# profit sharing?



## Stephen (Jan 1, 2000)

Anyone have any thoughts on profit sharing with employees? A sort of added bonus to a foreman who is a top of the line employeee or to new hires as a benefit after they have been there a certain amount of time? 

My situation is that I am looking for an added bonus to offer a guy who is a foreman in the winter to come aboard year round as he is looking for:
A: a new job for the just the summer season in a different field 
B: or a year round job, with me or someone else.

He has two years experience with me and 5 years experience as a foreman at his other job, where he runs the show. (summer work only)

I have never had any problems with him i.e.: reliability, theft, poor work, dishonesty, etc. 

He handles customer relations, schedules work, handles money of those customers that pay on the spot, keeps his own time, preforms repairs and maintenance before it is needed, takes a company truck home and keeps it spit shined and polished, no exaggerations.

I know this does have its downfalls, and some people believe in the open books theory, some don't--but aside from a partner who invests capital in the business, I need to find reliable people. And partnerships don't always workout as I have seen from different businesses throughout my family.

Worst case scenario is he stays for the season and decides he doesn't like the work and goes somewhere else.

What percent of profits? Any thoughts of gross profit percentages over net profit percentages?

It is a big investment, I know but it disgusts me to have to mail out 20 w-2's at the end of the season to fill two positoons. 

Basically, I am at the point where I don't mind to pay a little extra to good people, as I don't have the headaches that come with the crap and can concentrate on other aspects of running my business and expanding.

I would also like to pursue other ventures such as finishing my schooling part time among other things and it would also be nice to go away for three days once a year and not be strapped to the cell phone and pager like life support. 

Any suggestions/Ideas- I welcome them all because we are all here to learn. Sorry for the long post.


----------



## Lawn Lad (Feb 4, 2002)

A couple of thoughts.

One, you could provide bonuses/pay incentives for specific performance. Much like you mention, you have a great employee that may deserve something extra.

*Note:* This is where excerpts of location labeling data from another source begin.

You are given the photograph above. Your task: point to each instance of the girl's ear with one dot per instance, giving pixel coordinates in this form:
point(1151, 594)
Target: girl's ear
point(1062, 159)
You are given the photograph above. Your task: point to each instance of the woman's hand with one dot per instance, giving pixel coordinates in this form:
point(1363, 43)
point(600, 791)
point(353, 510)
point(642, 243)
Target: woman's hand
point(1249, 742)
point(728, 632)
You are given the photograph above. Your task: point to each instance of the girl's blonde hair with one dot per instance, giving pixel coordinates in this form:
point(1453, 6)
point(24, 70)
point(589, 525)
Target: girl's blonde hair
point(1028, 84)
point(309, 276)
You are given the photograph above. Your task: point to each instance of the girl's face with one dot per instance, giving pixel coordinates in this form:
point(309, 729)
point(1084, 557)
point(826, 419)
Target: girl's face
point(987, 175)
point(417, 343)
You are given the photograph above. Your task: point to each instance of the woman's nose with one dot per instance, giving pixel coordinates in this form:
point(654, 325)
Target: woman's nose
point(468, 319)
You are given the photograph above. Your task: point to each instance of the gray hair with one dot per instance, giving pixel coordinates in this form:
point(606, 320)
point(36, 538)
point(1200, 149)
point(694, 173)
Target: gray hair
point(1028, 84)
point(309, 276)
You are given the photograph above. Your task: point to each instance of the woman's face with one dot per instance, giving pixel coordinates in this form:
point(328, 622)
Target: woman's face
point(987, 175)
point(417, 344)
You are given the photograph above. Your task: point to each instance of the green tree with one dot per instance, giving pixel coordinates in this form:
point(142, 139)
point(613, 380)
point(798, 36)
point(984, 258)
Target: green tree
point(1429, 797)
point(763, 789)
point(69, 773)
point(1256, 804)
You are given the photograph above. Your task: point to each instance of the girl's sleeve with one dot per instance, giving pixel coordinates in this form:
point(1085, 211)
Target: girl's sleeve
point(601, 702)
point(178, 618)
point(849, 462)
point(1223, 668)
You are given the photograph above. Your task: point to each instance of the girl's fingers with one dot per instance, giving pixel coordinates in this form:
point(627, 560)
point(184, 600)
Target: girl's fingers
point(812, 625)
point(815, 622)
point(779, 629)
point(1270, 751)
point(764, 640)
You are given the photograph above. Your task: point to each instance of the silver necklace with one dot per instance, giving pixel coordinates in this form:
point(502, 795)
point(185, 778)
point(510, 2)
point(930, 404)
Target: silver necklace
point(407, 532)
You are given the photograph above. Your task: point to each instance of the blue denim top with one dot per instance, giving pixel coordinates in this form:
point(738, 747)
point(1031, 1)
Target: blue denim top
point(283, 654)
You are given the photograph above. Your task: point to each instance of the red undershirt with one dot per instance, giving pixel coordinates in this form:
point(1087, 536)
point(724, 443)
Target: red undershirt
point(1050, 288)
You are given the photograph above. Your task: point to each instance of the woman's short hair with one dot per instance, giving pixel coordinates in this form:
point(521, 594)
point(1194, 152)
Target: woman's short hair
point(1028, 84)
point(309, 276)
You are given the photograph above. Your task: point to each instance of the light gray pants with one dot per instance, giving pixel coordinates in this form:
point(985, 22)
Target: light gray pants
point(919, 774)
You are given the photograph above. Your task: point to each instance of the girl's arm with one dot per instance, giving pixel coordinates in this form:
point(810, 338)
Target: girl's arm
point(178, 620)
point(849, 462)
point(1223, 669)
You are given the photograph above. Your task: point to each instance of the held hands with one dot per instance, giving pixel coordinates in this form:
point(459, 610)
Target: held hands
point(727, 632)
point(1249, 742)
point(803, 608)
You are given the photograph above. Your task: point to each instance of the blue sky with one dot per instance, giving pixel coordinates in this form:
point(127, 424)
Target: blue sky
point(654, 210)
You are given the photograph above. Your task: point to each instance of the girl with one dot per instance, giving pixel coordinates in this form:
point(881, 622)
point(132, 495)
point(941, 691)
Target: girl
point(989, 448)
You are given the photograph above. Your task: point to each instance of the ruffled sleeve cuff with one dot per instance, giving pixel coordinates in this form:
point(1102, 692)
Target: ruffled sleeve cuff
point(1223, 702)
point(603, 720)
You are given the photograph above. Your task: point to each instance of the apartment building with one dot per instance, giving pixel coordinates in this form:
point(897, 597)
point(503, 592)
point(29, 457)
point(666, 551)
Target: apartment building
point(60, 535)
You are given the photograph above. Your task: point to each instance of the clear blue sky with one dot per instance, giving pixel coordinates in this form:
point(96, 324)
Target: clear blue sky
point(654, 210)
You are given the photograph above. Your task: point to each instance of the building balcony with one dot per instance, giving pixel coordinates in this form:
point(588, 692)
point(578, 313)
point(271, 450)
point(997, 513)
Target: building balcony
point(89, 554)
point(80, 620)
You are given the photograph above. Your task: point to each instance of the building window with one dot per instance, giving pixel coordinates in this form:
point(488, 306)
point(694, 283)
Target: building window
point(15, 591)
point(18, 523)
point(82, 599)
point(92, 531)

Year 'round employment in our seasonal businesses is a great benefit, and one that sometimes you have to remind your year 'round guys about. They're some of the lucky few to have those positions.

Profit sharing does not require that you open your books to the employees. For that matter, I don't think they need to know what it costs you to run your business. Open scrutiny from those that don't have the proper education/training perspective may not be what you want. The IRS has specific rules for profit sharing that you'll need to talk with your accountant about - and this does not require you to open your books. You simply make a contribution to the plan based on your sales/profit, etc. It carries some costs to adminstrating, but has a lot of benefits for the owner depending on the type of business you run, your profit and your goals.

In the mean time, you might consider something like a Simple IRA that you can make a contribution to. It's 100% vested at the time of your contribution, but it non the less shows your dedciated employee that you're willing to make an investment in him.

Talk with your accountant and see what options are out there. Talk to other accountants for ideas - maybe your accountant can't handle the growth that you're experiencing and my not have the answers.

Good luck... it's tough to keep good employees.


----------



## Mick (May 19, 2001)

Stephen - Just a couple of thoughts. I'd talk with this guy and see what motivates him. Money isn't always the answer. He might really want to think he's "running the show" but there again, people who say they want to be the boss sometimes don't really want the responsibility of supervision. They might want to work without close supervision, maybe just told what job that needs done and turned loose to get it done. Or maybe he'd like some to give some insights on various aspects of the business or particular jobs. Or just drive around in a nice, shiny truck.

Sometimes you need to listen to what isn't being said - what he says isn't neccessarily what he means. How long has he been in the current arrangement? Why does he want a change? Maybe he wants a couple of weeks/months off at a certain time of year. Maybe a paid vacation or convenient layoff.

Finally, don't forget benefits. My daughter just got through a job search. She finally took a job that paid less because it provided fully paid family health insurance and is a small, family-oriented company. The owner/boss insists she take off for the kids' school functions etc. Even went so far as put her on salary so she could just come and go as she needs for the kids.


----------



## diginahole (Feb 1, 2001)

Asking someone what they want instead of guessing... what a novel idea. 

Good plan Mick!!


----------